What parents need to know
Parents Need to Know
Parents need to know that this game is based on the 1960s television show Rocky & Bullwinkle. It's geared for kids, but few people under the age of 20 will have any frame of reference. It features more than 100 microgames, the majority of which last no longer than five or ten seconds each. Most of the games are simple enough that a five-year-old could play them, but ambiguous instructions force players to figure out how to play most games on their own, which can be frustrating. There are no illicit substances, negative social messages, nor is there any sexuality. However, the game does feature some very mild, cartoonlike violence, including several games in which bombs explode. Some of the games allow you to use an optional Web camera for control. This game is only available on Xbox Live as a download.
What's it about?
ROCKY AND BULLWINKLE, which features digitally re-mastered clips and sounds from the popular 1960s TV series, is a collection of more than 100 extremely short microgames. It's similar in design to Nintendo's popular WarioWare games, providing chapters for each of the show's most popular characters, including, among others, Boris and Natasha, Dudley Do-Right, and Aesop and son. Each chapter is composed of two dozen randomly selected microgames that increase in difficulty as the game progresses. Rocky and Bullwinkle supports an optional web camera interface, offers local, turn-based multiplayer for up to 12 players, and features unlockable collectible "gadgets" that can impact play by providing bonus points or additional time for each microgame.
Is it any good?
It might seem strange to make a game for kids based on a TV show most people under the age of 20 will have never seen. On the other hand, if a game is fun then it matters little how familiar anyone is with its characters. Problem is, Rocky and Bullwinkle isn't much fun. Most of the games are extraordinarily elementary, requiring players to do things like tap a button to stamp a piece of paper, spin the control stick to make a boat race forward, or rapidly depress the triggers to climb a tree. Even young children will likely grow bored of these challenges within minutes.
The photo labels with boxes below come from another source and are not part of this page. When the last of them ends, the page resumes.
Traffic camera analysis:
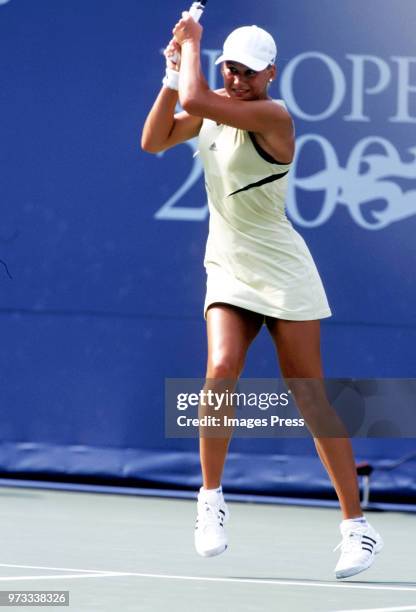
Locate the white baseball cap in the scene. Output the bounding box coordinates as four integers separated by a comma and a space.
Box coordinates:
215, 26, 277, 71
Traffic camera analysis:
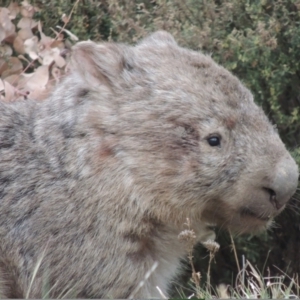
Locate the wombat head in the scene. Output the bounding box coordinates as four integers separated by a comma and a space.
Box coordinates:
68, 31, 298, 232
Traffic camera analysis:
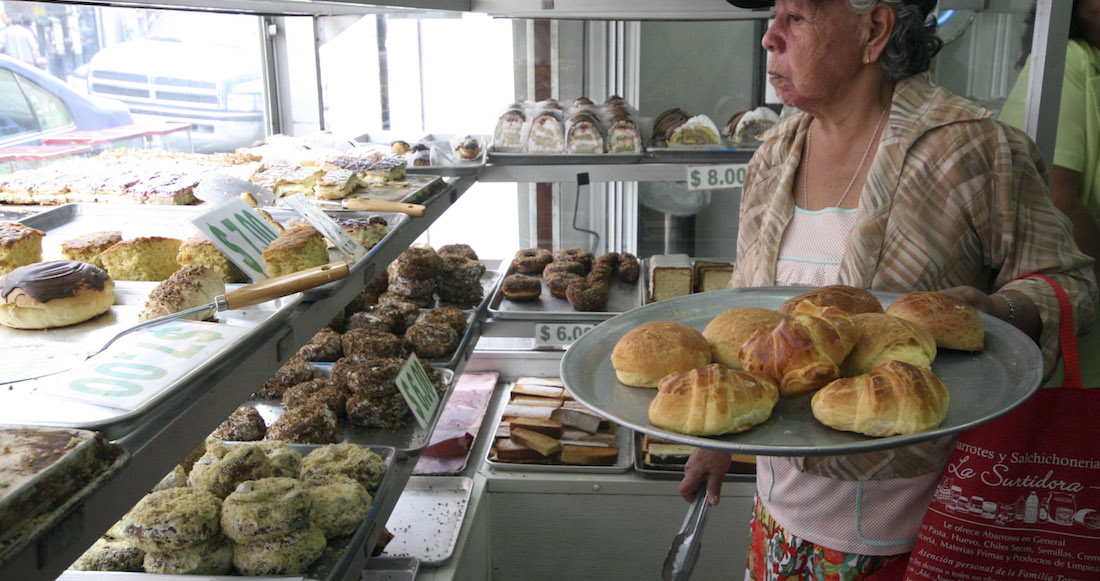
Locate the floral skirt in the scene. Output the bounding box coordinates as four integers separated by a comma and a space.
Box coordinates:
745, 497, 909, 581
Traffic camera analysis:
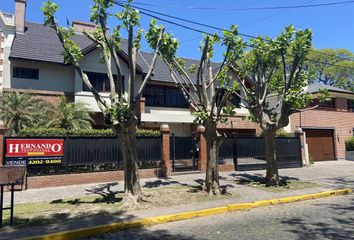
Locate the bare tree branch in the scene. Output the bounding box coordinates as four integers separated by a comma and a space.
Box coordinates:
197, 36, 210, 108
128, 25, 136, 106
136, 28, 164, 99
52, 23, 108, 112
99, 17, 124, 101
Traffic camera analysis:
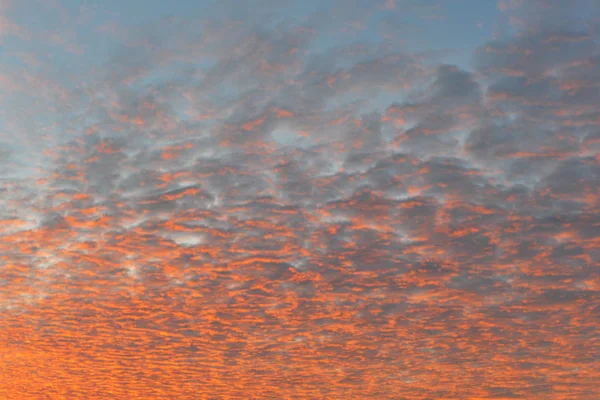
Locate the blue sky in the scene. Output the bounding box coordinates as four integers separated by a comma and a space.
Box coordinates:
0, 0, 600, 400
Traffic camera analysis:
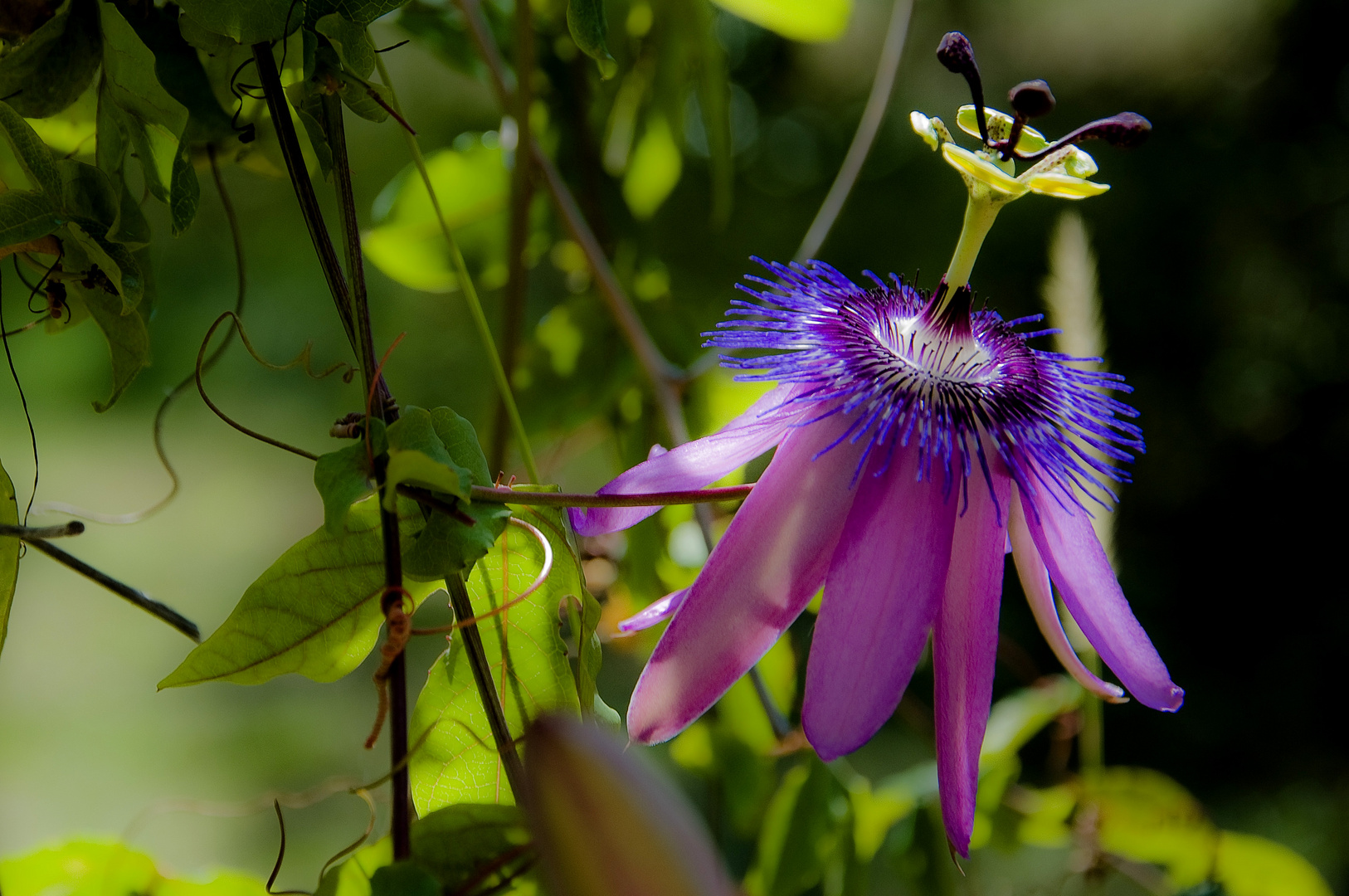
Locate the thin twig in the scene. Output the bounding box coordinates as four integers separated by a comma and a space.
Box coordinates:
19, 536, 201, 644
0, 519, 84, 540
489, 2, 538, 482
796, 0, 913, 262
375, 56, 539, 482
470, 485, 754, 508
37, 143, 247, 526
446, 577, 525, 801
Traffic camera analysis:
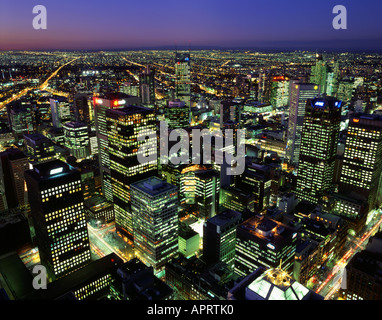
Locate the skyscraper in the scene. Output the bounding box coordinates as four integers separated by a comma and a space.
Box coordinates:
139, 66, 155, 105
0, 148, 29, 209
25, 160, 90, 280
175, 52, 191, 108
106, 106, 158, 239
339, 114, 382, 211
93, 93, 140, 201
296, 97, 341, 204
64, 121, 90, 159
24, 133, 56, 163
310, 54, 328, 94
203, 210, 241, 269
73, 93, 93, 125
164, 99, 190, 129
131, 177, 178, 270
286, 80, 320, 165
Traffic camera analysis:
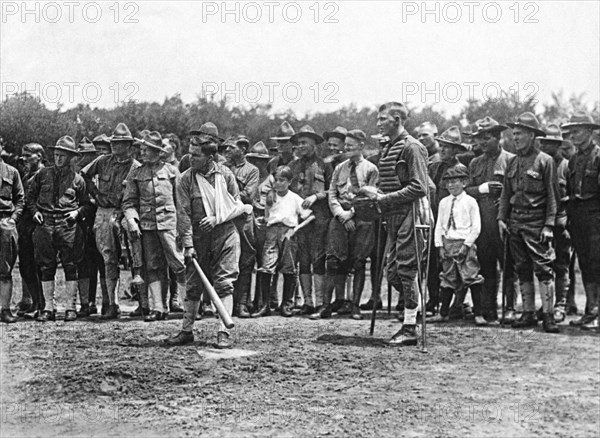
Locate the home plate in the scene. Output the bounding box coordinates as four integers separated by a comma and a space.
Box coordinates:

But worse than the game's overly simplistic nature are its confounding instructions. They're so poorly written and illustrated that they often leave you completely clueless as to what you're supposed to do. And when the game ends in failure after just a few seconds, there are usually no signs indicating what went wrong -- which means you're stuck in the same predicament the next time the game pops up. It's maddening. Adding insult to injury is a buggy camera-based interface. Rocky and Bullwinkle is one of a handful of Xbox Live Arcade titles that allow players to control game action via the Xbox 360's webcam, which means you can stand in front of the camera and move your arms and hands to interact with the game. The problem is that in Rocky and Bullwinkle the camera frequently loses track of one's movements -- not helpful when playing lightning quick microgames in which every second counts. At least the camera isn't mandatory. Take our advice and just stick with the traditional controls. It may be difficult to figure out what to do, but at least once you understand how to play, you won't have to worry about the controller not registering your commands.
Families can talk about...
Families can talk about the amount of attention required to play different kinds of video games. Do you find it easier to digest games that last only a few seconds each, or do you prefer interactive experiences that require intense concentration for long stretches of time? Is it confusing to rapidly switch focus between several games in just a few short minutes? Are you familiar with the original Rocky & Bullwinkle television show? Parents can provide context for the characters in the game by recounting their experience watching the show on Saturday mornings as kids.